No, I can. But something like 1/3 of all the people using food banks said the reason was delayed benefits.


The point (if I have to make it again) is (i) the campaign highlighted in the firat post on this thread says 'it's a scandal - something must be done!" (ii) the first post basically repeated that uncritically and (iii) presenting these figures in that simplistic way is knowingly misleading. If you acknowledge that it's a complex situation it makes it obviously fatuous to say "something must be done" and act as if that's enough.


NB - to be scrupulously fair to the Trussell Trust, in their full press release they point at welfare system deficiencies as being the biggest problem, but on the other hand that obviously wasn't the headline they were punting for.

"something like 1/3 of all the people using food banks said the reason was delayed benefits. "


what does that mean tho? Really. Are benefits being delayed that weren't previously?


So that leaves 2/3rds of people using food banks with different reasons

Sorry SJ, what are you saying here? Other than 'it's a scandal, something must be done!' Or:


"before we go looking for a solution, we need a consensus about the steep rise in food banks"


Do we need a consensus? Or, somewhat more controversially, have you considered that if the real problem is short term emergency need, then maybe food banks are the solution?

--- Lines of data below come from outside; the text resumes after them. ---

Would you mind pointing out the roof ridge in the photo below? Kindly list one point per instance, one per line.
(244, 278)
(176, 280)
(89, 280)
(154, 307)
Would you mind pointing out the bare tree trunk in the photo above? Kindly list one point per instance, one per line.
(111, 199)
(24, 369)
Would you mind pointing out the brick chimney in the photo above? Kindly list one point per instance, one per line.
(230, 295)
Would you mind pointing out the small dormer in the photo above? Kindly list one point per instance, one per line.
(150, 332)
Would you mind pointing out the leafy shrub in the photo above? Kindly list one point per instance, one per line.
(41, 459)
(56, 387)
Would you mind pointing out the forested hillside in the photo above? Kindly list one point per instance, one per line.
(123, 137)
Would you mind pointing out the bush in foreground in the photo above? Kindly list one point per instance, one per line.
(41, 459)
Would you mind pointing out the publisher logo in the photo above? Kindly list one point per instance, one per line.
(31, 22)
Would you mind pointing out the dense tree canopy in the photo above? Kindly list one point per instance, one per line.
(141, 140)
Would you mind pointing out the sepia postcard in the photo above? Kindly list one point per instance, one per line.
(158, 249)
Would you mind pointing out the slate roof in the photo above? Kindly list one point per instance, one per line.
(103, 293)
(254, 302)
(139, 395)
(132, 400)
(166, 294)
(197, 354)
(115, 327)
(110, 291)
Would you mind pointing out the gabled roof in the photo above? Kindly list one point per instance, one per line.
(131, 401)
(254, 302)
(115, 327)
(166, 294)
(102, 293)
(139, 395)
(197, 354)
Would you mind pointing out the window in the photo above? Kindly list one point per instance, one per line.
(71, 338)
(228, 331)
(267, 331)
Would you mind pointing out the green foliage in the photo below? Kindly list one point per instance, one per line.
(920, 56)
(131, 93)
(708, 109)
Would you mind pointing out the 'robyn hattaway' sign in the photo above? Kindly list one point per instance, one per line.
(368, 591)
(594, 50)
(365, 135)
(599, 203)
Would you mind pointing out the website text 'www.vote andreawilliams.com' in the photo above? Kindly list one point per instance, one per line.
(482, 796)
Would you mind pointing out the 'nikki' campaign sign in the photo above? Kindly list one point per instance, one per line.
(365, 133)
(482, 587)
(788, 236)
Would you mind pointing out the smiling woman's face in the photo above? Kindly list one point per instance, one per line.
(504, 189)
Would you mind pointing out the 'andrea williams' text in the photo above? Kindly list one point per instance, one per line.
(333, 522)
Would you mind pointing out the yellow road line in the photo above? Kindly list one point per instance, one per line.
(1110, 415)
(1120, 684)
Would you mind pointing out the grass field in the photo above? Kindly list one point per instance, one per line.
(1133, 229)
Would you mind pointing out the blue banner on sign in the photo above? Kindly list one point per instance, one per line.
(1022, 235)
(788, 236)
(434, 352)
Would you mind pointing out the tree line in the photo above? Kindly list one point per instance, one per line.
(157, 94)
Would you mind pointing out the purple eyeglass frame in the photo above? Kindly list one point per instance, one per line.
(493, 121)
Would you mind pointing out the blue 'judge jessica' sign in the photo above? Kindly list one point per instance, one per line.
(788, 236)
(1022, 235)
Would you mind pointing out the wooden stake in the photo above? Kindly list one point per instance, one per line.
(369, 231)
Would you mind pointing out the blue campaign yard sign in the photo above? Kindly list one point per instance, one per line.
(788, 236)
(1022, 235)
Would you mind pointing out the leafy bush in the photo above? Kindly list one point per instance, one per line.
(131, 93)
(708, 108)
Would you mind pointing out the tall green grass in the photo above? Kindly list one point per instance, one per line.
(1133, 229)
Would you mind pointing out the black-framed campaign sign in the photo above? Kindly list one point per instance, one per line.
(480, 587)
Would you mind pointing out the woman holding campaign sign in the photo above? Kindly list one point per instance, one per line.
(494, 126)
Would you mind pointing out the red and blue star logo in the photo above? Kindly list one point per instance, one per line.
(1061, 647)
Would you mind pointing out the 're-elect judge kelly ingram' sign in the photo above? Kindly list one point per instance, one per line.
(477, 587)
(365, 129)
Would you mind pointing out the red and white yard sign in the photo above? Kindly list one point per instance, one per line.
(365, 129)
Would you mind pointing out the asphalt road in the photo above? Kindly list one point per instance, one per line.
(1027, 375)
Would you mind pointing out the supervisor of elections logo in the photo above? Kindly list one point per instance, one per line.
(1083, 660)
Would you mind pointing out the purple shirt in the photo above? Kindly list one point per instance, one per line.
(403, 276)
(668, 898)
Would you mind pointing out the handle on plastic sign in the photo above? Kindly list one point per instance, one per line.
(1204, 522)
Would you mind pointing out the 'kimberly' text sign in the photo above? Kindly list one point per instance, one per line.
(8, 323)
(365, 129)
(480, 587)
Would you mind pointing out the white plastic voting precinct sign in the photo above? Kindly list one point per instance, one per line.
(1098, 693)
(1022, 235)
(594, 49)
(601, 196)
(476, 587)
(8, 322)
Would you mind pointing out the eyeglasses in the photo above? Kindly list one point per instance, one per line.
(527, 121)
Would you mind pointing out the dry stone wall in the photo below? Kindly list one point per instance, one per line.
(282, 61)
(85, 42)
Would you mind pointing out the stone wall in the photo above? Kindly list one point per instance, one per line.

So people can get a voucher from the GP etc. so that means they don't necessarily have to be on benefits -in fact, given the level of benefits and the number of people working cash in hand as well, compared with say the old age pension or working people on housing benefit with an extra bedroom- benefit claimants are less likely to get a voucher than older people or disabled people hit by the bedroom tax because of a live-in carer.

Since it is a free handout I would be inclined to think it was abused. Get free food and then you can buy more booze and fags-(mmmhhh there's a thought).

add in 22% for green and various carbon capture costs to appease Middle Class conscious but have F>All impact on global warming. All populists rubbish which will lead to massive underinvestment and incraesing decrepit infrastructure....but it's ok it boost mr Milliband's popularity, don't worry
It's very real. When I was on the dole last year I couldn't afford to pay certain bills. I got so low that I considered this as an option. I defy anyone on here to try living on ?71 a week. It can't be done. If it wasn't for the generosity of friends and family I'd have gone hungry.

One of the reasons is that no cumulative impact assessment was done prior to the introduction of the recent Welfare changes. There's a Petition calling for one here: http://epetitions.direct.gov.uk/petitions/43154


While the media inflames the sheeples ire with exceptional cases of apparent excess and benefit abuse, desperately sick people are dying while waiting many months for their appeals to go to tribunal or quietly committing suicide because they simply can't afford to live.


If there is one positive thing I've gained in the 5 years since I lost my health, and the 18 months I've had to claim benefits, it is compassion for the plight of others in a similar situation. As a member of various support forums, I'm well aware there are many, many, desperate people out there, worried to death about what the future holds, who would love to be well enough to work again, but are instead facing a very frightening future as a direct result of the recent changes to welfare.